Why do invalid reasoning steps produce nearly the same performance gains?
This explores why chain-of-thought reasoning still boosts performance even when the intermediate steps are logically wrong, irrelevant, or corrupted — and what that tells us about what reasoning traces actually *do*.
This explores why broken reasoning steps still help: if the logic doesn't have to be valid, then the gains aren't coming from the model genuinely "thinking through" the problem. The corpus converges on a striking answer — reasoning traces work largely as *form*, not *inference*. When researchers fed models chain-of-thought exemplars that were logically invalid, performance on hard benchmarks barely budged from valid reasoning Does logical validity actually drive chain-of-thought gains?. The model learns the *shape* of step-by-step reasoning — the cadence, the connective tissue, the act of producing intermediate tokens — and that shape is what carries the gain, not the truth of any individual step.
The same pattern shows up when traces are deliberately sabotaged. Models trained on systematically irrelevant or corrupted traces hold their accuracy, and sometimes even *generalize better* out-of-distribution Do reasoning traces need to be semantically correct?. The interpretation there is that traces function as computational scaffolding — extra serial compute and a structured context window — rather than meaningful logical derivation. The steps give the model room to work, regardless of whether the steps say anything correct.
A sharper, almost provocative framing comes from work arguing that reasoning tokens are stylistic mimicry: a model's intermediate "thoughts" are generated by the exact same mechanism as any other output, with no special execution semantics, and invalid traces routinely yield correct answers Do reasoning traces actually cause correct answers?. Traces *correlate* with right answers through learned formatting — they don't *cause* them in the way the narrative suggests. This is why the question's premise holds: validity was never the load-bearing ingredient.
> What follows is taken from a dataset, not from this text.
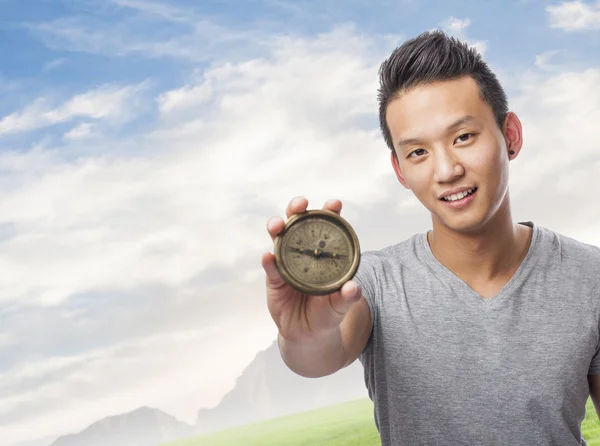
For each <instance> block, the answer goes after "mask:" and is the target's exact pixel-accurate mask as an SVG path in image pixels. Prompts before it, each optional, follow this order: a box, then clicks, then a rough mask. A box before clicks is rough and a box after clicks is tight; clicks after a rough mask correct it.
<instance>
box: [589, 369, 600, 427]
mask: <svg viewBox="0 0 600 446" xmlns="http://www.w3.org/2000/svg"><path fill="white" fill-rule="evenodd" d="M588 383H589V385H590V397H591V398H592V401H593V403H594V407H595V408H596V413H597V414H598V416H599V417H600V375H588Z"/></svg>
What's quietly fascinating is that the corpus also shows *which* steps the model actually leans on. Attention-map analysis finds that verification and backtracking steps receive almost no downstream attention — you can prune 75% of reasoning steps and keep accuracy Can reasoning steps be dynamically pruned without losing accuracy?. So a lot of what looks like careful reasoning is decorative; the model isn't reading most of it. That dovetails with the finding that real reasoning *activation* during training and *benchmark improvement* are separable phenomena — the model can pick up genuine reasoning behaviors while the score gains come from something else entirely Can genuine reasoning activation coexist with contaminated benchmarks?.
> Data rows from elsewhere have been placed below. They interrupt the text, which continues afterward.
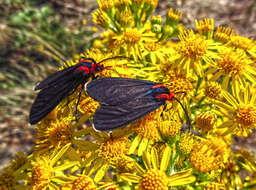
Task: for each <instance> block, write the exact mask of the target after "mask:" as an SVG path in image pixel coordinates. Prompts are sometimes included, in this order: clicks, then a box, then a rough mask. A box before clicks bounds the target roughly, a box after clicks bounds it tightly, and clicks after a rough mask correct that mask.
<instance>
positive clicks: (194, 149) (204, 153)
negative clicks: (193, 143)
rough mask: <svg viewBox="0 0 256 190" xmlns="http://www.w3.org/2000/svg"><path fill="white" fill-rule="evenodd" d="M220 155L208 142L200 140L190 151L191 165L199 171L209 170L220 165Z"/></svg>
mask: <svg viewBox="0 0 256 190" xmlns="http://www.w3.org/2000/svg"><path fill="white" fill-rule="evenodd" d="M221 159H222V157H221V155H219V154H218V152H217V151H216V150H215V148H214V147H213V146H212V145H211V143H209V142H201V143H199V144H198V145H196V146H195V147H194V148H193V150H192V152H191V153H190V160H191V163H192V165H193V166H194V168H195V169H196V170H198V171H199V172H209V171H212V170H215V169H217V168H219V167H220V165H221Z"/></svg>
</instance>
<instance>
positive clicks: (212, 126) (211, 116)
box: [195, 113, 216, 133]
mask: <svg viewBox="0 0 256 190" xmlns="http://www.w3.org/2000/svg"><path fill="white" fill-rule="evenodd" d="M215 123H216V118H215V117H214V115H213V114H210V113H201V114H199V115H198V116H197V117H196V119H195V126H196V127H198V128H199V129H200V130H201V131H202V133H208V132H211V131H213V129H214V126H215Z"/></svg>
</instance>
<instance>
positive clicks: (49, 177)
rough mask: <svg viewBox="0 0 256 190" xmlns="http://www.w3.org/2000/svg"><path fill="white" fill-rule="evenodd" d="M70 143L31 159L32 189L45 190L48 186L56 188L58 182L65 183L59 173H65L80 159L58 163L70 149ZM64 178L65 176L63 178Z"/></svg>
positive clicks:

The twist worth sitting with: this doesn't mean reasoning is fake everywhere. When you measure failures at the *process* level rather than the final answer, the picture flips — checking intermediate states catches errors that final-answer scoring misses, and one system jumped from 32% to 87% success by verifying steps as they're generated Where do reasoning agents actually fail during long traces?. So validity *does* matter — just not for the easy benchmark wins that prompted this question. On short, well-trodden problems, the scaffolding alone is enough; the actual logic only starts to pay off when traces get long and the failure modes become process violations rather than wrong arithmetic.
Sources 6 notes
Illogical chain-of-thought exemplars matched valid CoT performance on BIG-Bench Hard, showing that structural properties—not logical validity—drive the gains. The model learns the form of reasoning, not genuine inference.
Models trained on systematically irrelevant traces maintain solution accuracy and sometimes improve out-of-distribution generalization, suggesting traces function as computational scaffolding rather than meaningful reasoning steps.
R1's intermediate tokens carry no special execution semantics and are generated identically to other LLM output. Invalid traces frequently produce correct answers, proving traces are not causally necessary—they correlate with answers via learned formatting, not functional reasoning.
The PI framework categorizes reasoning into six types and uses attention maps to identify that verification and backtracking steps receive minimal downstream attention. Selecting only high-attention steps preserves accuracy while cutting reasoning length substantially.
RLVR activates genuine reasoning patterns through RL training while benchmark improvements may reflect data memorization on contaminated datasets. These operate at different measurement levels and can coexist without contradiction.
Reliability for long-trace reasoning comes from checking intermediate states and policy compliance during generation, not from scoring final outputs. Adding intermediate verification raised task success from 32% to 87% because most failures are process violations, not wrong answers.